If you are a buff of the PW Public Library, you may perhaps have heard of the Taproot group, a collection of over-50 men and women who meet on Tuesday mornings at the PWPL to discuss writing - their own, others, famous authors and poets. This group is led by Maxwell C. Wheat, a nature writer and enthusiast, very active in local circles.
Max (and other poets) turned up at a meeting to name the Poet Laureate of Nassau County, Max, apparently, was pretty much a shoo-in - but that's not how it worked out! A "voice from the crowd" - a Republican member of the County Legislature strongly criticized Max' poetry.
Max had presented a number of musical, thoughtful poems relating to Long Island plains, shores and waters and some poems from another book relating to bringing an end to the dreadfully ruinous war in Iraq. He talked about our own forces being trained to attack civilians, sadly.
The lady legislator brought forth a storm of protests regarding these newly written poems. She indicated that the latter book of poetry had little to do with Nassau County - she felt his job was to describe our lovely land, trees and bays, etc.!

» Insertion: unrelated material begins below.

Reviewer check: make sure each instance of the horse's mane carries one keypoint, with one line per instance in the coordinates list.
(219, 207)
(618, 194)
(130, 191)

For your readers, Max is not only an extremely humane man, but a deeply religious one, backed by some serious personal study of one of the important faiths. His humanity extends to despair of needless world conflicts and the deaths of all the soldiers concerned, as well as the pain, suffering and deaths of thousands of civilians. Poetry has many functions just as it has many forms - it isn't all about the flowers, the kittens, sun and shadow.
To dismiss this recent peace-seeking book is to admire your neighbor's new carpet, while not noticing the inhabitants of the home and whether they are kindly or condemned to despair.
I urge the wonderful Port Washington family to see around what appears to be a put-down until they see the closed-mind attitude that caused the ruckus.